YouTube may be breaking down the limits to your imagination, allowing you to create whatever you can conceive with artificial intelligence.

A new era for content creation is beginning. Artificial intelligence has already begun changing the way we interact with content. It has both allowed for creation on a scale that was once unimaginable and has sowed doubts as to what we see, believe, and what the future holds for creators.

YouTube‘s latest move is impressive, yet it raises more questions as to what creation means in the future of digital. YouTube are introducing Google DeepMind’s video generation model Veo into YouTube Shorts. Veo is now capable of producing photorealistic imagery.

Veo is being introduced to YouTube in a couple of ways. The first is to help power Dream Screen, their feature that allows Shorts creators to add backgrounds to their content in green-screen fashion. With Veo, creators can get much more imaginative with their backgrounds. This seems to be an empowering addition without too much confusion over what original content is and should be.

Where it begins to get weird is with the second mode of integration for Veo. YouTube are planning a tool that allows AI to produce 6 second video clips that can be used alongside a creator’s content. To what extent this tool will work is yet to be seen.
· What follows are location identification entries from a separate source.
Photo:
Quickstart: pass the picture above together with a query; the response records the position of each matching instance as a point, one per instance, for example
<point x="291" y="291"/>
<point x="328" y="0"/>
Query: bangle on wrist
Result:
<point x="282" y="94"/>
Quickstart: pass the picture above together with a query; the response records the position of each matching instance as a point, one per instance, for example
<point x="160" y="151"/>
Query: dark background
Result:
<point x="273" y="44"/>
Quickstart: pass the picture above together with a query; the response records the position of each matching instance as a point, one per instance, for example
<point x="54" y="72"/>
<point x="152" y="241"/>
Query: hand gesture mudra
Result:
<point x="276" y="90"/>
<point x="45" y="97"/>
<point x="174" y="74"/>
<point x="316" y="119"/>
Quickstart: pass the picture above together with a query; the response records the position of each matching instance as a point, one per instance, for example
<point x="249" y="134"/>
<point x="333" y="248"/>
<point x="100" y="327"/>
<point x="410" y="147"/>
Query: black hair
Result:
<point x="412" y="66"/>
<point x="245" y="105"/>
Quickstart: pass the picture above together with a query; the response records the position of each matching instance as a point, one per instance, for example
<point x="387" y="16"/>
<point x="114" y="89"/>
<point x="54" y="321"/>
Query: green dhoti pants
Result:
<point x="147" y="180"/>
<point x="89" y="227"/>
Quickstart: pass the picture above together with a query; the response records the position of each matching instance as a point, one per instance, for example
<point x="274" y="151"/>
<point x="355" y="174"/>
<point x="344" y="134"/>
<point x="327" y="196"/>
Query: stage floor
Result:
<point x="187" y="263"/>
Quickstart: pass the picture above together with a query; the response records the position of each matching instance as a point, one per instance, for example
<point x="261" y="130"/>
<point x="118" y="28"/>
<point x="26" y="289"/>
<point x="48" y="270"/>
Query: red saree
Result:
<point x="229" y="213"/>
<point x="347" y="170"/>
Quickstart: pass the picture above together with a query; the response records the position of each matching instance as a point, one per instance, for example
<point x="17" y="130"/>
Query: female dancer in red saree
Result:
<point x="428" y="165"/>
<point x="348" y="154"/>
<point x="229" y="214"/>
YouTube rests in a funny place as the world’s biggest video hosting website and therefore the most watched platform in the world. That means they are both at the forefront of publicly uploaded AI content and at risk of losing attention if their viewers and creators jump ship because of an inundation of artificial content.

They have revealed a number of new AI tools this week, many of them seemingly innocent and actually powerful in boosting creators on the platform. AI dubbing allows videos to be dubbed automatically into other languages, whilst their AI powered inspiration tool helps creators come up with original content for their videos like video thumbnails and descriptions.

YouTube have made a number of commitments to manage AI content on their platform. This includes measures to mark content that is artificially generated and powers for figures to report content that imitates them with request for removal.

However, YouTube have also been keen to introduce ways in which their creators can use AI tools that they have generated. The desire seems to be that if creators use in-house tools to generate AI, they can manage how content is produced. Unfortunately, AI content is developing far beyond our ability to hope that we will be able to distinguish and label it forever.